A study published Friday in the JAMA Network Open finds a link between those counties in which physicians receive the highest number of gifts and payments from pharmaceutical companies and the rate of opiod overdose in those counties. Scott E. Hadland, Ariadne Rivera-Aguirre, and Brandon Marshall, et al., Association of Pharmaceutical Industry Marketing of Opioid Products With Mortality From Opioid-Related Overdoses, January 18, 2019, https://jamanetwork.com/journals/jamanetworkopen/fullarticle/2720914.
Herewith the findings:
In this population-based, cross-sectional study, $39.7 million in opioid marketing was targeted to 67 507 physicians across 2208 US counties between August 1, 2013, and December 31, 2015. Increased county-level opioid marketing was associated with elevated overdose mortality 1 year later, an association mediated by opioid prescribing rates; per capita, the number of marketing interactions with physicians demonstrated a stronger association with mortality than the dollar value of marketing.

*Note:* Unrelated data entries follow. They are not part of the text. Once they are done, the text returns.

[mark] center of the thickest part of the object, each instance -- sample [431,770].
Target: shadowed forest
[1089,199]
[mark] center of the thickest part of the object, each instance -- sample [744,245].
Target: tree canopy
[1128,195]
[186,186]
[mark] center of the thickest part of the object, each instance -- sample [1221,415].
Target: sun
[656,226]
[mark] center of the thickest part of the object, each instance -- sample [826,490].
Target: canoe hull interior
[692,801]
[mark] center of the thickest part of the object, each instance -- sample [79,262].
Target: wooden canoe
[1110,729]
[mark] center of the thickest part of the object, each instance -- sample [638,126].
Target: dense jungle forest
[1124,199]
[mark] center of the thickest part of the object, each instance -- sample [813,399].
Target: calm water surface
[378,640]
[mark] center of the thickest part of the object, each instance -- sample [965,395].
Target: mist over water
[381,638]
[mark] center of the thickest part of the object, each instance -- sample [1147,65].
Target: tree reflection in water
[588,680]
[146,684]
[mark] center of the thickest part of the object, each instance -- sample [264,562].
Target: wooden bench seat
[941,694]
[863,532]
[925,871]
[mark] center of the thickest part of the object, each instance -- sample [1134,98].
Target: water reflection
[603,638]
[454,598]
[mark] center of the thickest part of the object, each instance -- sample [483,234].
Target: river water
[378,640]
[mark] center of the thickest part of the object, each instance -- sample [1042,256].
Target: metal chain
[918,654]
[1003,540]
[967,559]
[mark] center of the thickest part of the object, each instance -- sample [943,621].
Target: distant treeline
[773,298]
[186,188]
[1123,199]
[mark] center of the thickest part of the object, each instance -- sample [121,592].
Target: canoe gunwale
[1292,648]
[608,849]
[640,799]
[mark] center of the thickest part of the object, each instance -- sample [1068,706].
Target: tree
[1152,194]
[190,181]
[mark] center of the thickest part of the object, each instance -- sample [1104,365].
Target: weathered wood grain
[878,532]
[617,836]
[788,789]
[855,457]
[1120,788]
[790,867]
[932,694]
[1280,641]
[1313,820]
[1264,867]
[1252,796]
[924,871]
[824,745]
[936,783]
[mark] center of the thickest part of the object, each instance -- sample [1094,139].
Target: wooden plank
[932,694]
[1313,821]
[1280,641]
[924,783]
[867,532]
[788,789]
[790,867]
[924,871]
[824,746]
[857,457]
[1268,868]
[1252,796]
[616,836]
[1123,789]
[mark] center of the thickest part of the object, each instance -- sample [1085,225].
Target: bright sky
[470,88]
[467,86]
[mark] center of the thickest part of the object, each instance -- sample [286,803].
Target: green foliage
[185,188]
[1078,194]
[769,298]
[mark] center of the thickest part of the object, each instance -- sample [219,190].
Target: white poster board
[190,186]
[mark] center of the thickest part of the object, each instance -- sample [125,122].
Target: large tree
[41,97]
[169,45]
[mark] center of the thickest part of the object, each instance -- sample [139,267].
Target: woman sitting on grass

In other words, the rules of conflict of interest apply, even to physician relationships with pharmaceutical companies. While the physicians will always believe that they are doing what it best for their patients, the subtle influence of “stuff,” including cash, cannot be dismissed even in those with the noble goal of caring for the health of others. Nobility cannot trump the power of the mind’s need to respond in a positive way to those who help us, give us stuff, or, are just plain nice to us.
We can talk until we are blue in the face about how the medical profession answers a higher calling. Even those in the highest of calling suffer from human foibles. Nearly all of us suffer from the weakness of taking stuff from other. We just have a need to quid their pro.